O presidente do inquérito e o coordenador investigativo da operação sou eu. Sou eu que determino o que é interessante ou não do ponto de vista investigativo, isso é a autonomia do delegado de Polícia Federal. Somente o delegado presidente do inquérito requisita ações em prol da sua investigação. Foi o que eu fiz, eu requisitei à PF o traslado do Milton de Santos para Brasília e o fundamento da minha requisição era um mandado judicial. Então a natureza jurídica era uma decisão judicial. Qual foi a natureza jurídica do documento utilizado para não levar o Milton? Existia uma cassação do mandado? Existia uma cassação do mandado? Existia um outro documento judicial que impedia? Essa é a pergunta que não foi respondida.

O senhor considera então que houve descumprimento à ordem do juiz Renato Borelli, da 15ª Vara Federal?

Não sou só eu que considero. O juiz considera, o MPF considera também. Todo o sistema de Justiça assim entende.

O senhor se sente pressionado pela Polícia Federal a deixar essa investigação?

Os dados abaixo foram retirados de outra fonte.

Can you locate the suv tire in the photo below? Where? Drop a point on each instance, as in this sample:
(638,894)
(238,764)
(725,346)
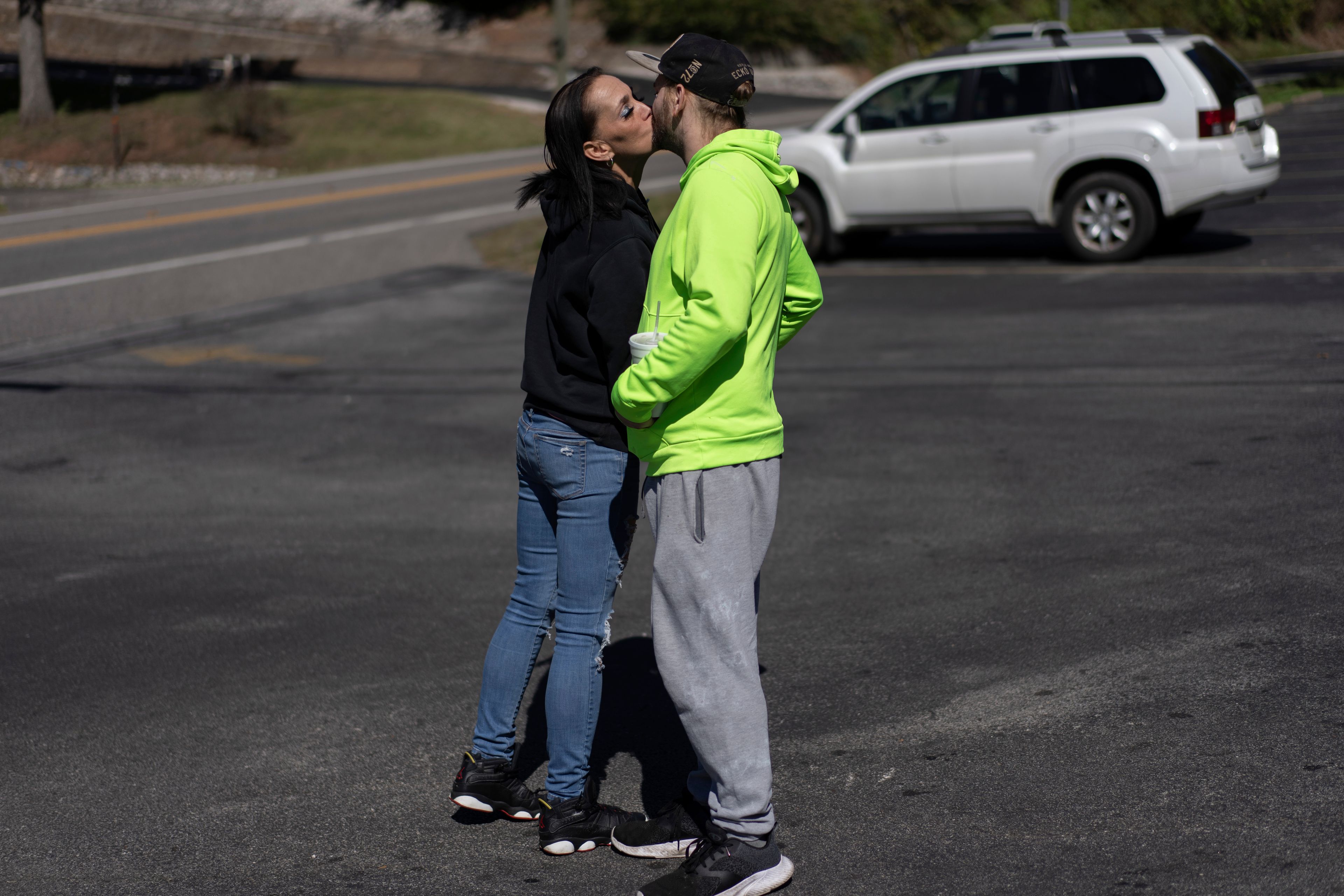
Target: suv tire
(1108,217)
(810,214)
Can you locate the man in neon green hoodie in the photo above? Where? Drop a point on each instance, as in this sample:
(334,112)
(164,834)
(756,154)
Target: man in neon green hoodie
(729,285)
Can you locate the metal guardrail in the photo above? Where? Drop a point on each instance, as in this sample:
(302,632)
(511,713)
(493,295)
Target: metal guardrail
(1285,68)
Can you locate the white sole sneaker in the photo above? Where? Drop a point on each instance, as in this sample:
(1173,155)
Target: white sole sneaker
(476,805)
(565,848)
(763,882)
(671,849)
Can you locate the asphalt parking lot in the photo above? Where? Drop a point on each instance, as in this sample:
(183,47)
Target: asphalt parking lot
(1053,605)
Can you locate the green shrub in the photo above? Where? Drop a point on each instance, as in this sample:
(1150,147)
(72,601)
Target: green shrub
(251,112)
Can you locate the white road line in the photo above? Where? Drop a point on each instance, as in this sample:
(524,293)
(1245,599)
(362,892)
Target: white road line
(261,249)
(284,245)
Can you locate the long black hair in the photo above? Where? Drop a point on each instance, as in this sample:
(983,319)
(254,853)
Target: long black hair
(585,187)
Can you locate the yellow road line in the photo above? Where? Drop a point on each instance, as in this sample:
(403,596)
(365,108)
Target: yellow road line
(256,209)
(1059,271)
(1327,198)
(1308,175)
(1283,232)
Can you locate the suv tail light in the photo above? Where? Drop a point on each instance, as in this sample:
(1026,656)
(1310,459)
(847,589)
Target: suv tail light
(1217,123)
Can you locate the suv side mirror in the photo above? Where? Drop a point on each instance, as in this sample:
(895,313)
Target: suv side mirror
(851,133)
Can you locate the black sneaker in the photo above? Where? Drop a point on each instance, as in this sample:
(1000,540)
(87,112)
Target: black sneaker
(487,784)
(670,835)
(580,824)
(725,866)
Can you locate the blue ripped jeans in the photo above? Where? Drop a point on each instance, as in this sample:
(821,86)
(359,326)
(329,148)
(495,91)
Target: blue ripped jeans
(577,504)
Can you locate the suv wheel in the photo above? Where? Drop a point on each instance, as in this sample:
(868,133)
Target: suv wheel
(1108,218)
(810,214)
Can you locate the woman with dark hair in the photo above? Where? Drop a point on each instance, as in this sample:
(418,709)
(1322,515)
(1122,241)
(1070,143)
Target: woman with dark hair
(579,483)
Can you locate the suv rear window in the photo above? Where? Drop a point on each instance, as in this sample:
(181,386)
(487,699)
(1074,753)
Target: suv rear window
(1120,81)
(916,103)
(1004,92)
(1224,76)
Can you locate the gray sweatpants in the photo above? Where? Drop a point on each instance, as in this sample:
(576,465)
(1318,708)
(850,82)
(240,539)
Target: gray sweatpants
(712,530)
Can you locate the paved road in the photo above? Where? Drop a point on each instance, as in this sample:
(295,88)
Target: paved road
(1053,605)
(127,261)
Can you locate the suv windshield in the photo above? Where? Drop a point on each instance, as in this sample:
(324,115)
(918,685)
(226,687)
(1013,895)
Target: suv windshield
(1224,76)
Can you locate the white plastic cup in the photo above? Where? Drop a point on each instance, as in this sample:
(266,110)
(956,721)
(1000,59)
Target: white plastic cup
(640,346)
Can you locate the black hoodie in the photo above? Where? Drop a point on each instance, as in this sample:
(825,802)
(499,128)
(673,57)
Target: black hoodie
(588,295)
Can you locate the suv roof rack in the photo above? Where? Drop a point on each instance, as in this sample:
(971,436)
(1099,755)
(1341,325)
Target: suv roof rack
(1056,34)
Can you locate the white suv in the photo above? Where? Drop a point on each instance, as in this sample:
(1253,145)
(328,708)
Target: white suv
(1115,138)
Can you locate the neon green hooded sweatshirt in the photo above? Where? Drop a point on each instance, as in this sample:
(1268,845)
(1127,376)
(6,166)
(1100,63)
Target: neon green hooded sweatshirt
(736,284)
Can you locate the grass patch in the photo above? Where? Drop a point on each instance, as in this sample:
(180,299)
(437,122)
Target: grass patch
(1287,92)
(310,128)
(517,246)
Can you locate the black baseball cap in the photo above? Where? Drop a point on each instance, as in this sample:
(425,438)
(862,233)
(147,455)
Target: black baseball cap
(707,66)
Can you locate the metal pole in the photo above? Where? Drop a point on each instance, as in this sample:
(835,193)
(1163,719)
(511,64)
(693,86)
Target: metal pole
(116,123)
(561,10)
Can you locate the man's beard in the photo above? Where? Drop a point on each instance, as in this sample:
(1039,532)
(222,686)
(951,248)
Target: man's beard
(664,132)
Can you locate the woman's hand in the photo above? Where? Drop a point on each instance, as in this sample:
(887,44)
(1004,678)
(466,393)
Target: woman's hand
(634,426)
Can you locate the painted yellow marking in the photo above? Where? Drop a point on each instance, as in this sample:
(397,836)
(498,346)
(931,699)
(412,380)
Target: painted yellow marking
(187,355)
(256,209)
(1059,271)
(1327,198)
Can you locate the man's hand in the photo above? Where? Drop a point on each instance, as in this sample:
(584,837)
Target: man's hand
(634,426)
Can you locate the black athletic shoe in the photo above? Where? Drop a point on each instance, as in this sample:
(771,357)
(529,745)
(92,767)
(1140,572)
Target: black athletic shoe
(487,784)
(580,824)
(725,866)
(670,835)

Eu entendo desnecessária essa corrida desenfreada pelos atos correcionais ou de eventuais ilícitos administrativos que visam somente à minha pessoa, como ficou caracterizado na sindicância 08. A sindicância refutou o que eu trouxe à tona e inverteu a situação. Eu de investigador virei investigado.

Isso porque na conclusão eles determinaram a abertura de um PAD contra o senhor.

Sob o argumento de que eu omiti informações de interesse administrativo. E a outra foi que eu propiciei a divulgação de informações contrárias à Polícia Federal. Eu quero saber onde que eu fiz isso. Eu falei que eu manteria a minha postura de entender como interferência o que aconteceu em Santos. Foi uma situação do meu ponto de vista totalmente fora do padrão da PF. Isso aí é algo claro.

Atualmente há diligências em andamento no inquérito. Um dos delegados convocados para depoimento entrou com habeas corpus no STF pedindo a suspensão argumentando que a ministra Cármen Lúcia não havia decidido o foro da investigação. É possível dar andamento ao caso sem esse despacho da ministra?

Todos os atos investigativos podem ser realizados encartados nos autos ou enviados à autoridade judicial competente. Apesar de a ministra não ter se manifestado sobre os fatos, ela recebeu os autos da Justiça Federal e disse inclusive que os fatos ali são ‘gravíssimos’ e encaminhou-os à PGR. Agora os autos estão conclusos com a ministra Cármen Lúcia. Eu penso que em razão do aforamento no STF e até a manifestação da ministra, todas as atividades realizadas no bojo do inquérito devem ser encaminhadas a ela. É isso que eu estou fazendo.

Não há nenhum procedimento clandestino, inclusive o diretor-geral da Polícia Federal foi ouvido, respondeu às perguntas com urbanidade, boa-fé, e se manifestou no próprio procedimento que dizem ser clandestino. Então a própria Polícia Federal tem diuturnamente me enviado informações a respeito desse caso para eu decidir. Então há má-fé nessa alegação, porque a própria administração que me envia expedientes relativos ao caso está alegando essa suposta atuação clandestina.